Financial rehabilitation

The aim is to carry out any necessary measures to restore debtors’ solvency and settle their debts. The court and the creditors control the process. The application must include a rehabilitation plan that ensures the debtor’s obligations will be met. The court appoints a receiver to be the administrative manager, who supervises and controls the debtor’s affairs during the period of the financial rehabilitation. The administrative manager examines the debt repayment schedule and monitors any financial restructuring plans.
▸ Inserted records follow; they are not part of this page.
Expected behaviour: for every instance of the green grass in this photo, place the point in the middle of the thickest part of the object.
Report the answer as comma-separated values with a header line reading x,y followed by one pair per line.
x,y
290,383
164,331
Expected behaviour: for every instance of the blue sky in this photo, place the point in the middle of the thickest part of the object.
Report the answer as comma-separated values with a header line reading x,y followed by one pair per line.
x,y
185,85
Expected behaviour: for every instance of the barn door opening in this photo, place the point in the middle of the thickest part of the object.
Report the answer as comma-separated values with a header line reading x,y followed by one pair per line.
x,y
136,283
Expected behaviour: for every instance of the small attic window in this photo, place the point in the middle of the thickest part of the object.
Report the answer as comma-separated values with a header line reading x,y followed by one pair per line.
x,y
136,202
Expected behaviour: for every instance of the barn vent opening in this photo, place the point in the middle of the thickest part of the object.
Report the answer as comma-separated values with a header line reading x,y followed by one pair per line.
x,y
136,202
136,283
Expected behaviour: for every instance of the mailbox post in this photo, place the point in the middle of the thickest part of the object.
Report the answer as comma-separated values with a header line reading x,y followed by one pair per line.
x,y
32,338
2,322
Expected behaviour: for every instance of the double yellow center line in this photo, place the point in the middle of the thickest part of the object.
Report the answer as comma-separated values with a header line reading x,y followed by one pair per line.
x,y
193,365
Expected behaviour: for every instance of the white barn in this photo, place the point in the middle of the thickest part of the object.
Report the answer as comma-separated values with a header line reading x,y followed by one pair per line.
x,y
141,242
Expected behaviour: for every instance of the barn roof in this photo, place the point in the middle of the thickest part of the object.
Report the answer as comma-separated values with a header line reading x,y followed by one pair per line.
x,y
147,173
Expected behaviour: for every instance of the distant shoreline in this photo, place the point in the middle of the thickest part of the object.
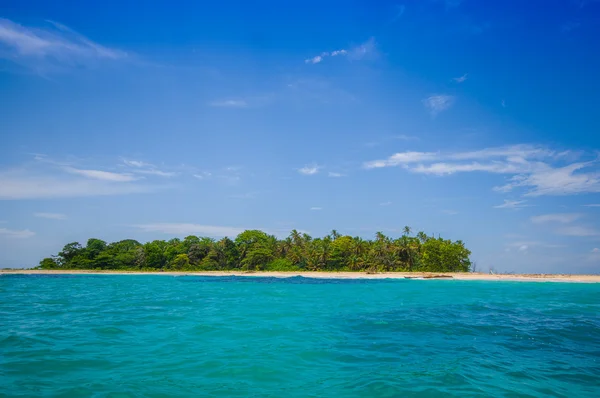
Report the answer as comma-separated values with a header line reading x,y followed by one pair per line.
x,y
466,276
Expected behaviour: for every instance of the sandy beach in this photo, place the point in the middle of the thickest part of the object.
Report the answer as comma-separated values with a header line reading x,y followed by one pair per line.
x,y
341,275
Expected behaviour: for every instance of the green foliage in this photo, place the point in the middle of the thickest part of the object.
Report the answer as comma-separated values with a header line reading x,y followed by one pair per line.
x,y
257,250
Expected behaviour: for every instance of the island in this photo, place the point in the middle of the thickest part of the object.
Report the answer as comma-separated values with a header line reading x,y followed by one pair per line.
x,y
255,250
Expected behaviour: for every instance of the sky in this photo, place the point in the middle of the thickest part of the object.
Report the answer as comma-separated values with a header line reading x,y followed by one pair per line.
x,y
473,120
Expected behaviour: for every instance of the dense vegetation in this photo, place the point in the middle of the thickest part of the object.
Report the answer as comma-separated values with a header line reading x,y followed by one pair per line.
x,y
256,250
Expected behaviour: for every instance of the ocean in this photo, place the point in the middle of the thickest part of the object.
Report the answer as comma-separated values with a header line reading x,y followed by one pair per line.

At least one month before the period of financial rehabilitation expires, the debtor must provide the administrative manager with a report on the results of the financial rehabilitation. Once the report has been examined, the manager must prepare an opinion on the extent to which debts have been paid and the financial restructuring plan has been achieved. The opinion is submitted to the court, which examines the results and either ends the proceedings, orders external administrator to manage the company, or declares the debtor bankrupt.


External administration

The objective is to restore the debtor’s solvency by applying special measures under an external administration plan, and to replace the debtor’s chief executive officer (CEO) with an independent external manager. Once the procedure begins, the court appoints a receiver known as the external manager, who must draft an external administration plan setting out the measures necessary to restore the debtor’s solvency within the period of the external administration procedure. At the end of the period, the manager prepares and submits a report to the creditor’s meeting, together with a proposal of one of the following four options:

  • end judicial proceedings, if all creditors have been settled;
  • extend the period;
  • end external administrator, as the debtor is now solvent;
  • enter administration and file for bankruptcy.


Amicable arrangement

Debtors and creditors may make an amicable arrangement to adjust debtors’ liabilities on negotiated terms during any rescue procedures. Generally, an amicable arrangement ends the powers of court-appointed receivers. If a debtor fails to comply with terms of an amicable arrangement, creditors are entitled to ask for a bailiff to execute the agreement.



The purpose of insolvency is to sell the debtor’s property and use the proceeds to pay creditors’ claim in proportionate amounts. The court may initiate the process during supervision, financial rehabilitation, or external administration. It appoints a receiver (insolvency manager) to replace the debtor’s CEO. The court and the creditors control the activity of the insolvency manager, who must provide progress reports. At the end of the proceedings, the court reviews the list of satisfied and unsatisfied claims. If they are fully satisfied, the court rules the proceedings complete and the debtor is liquidated. If they are not satisfied, proceedings are terminated, the debtor company is dissolved, and unsatisfied creditor’s claims are to be written off.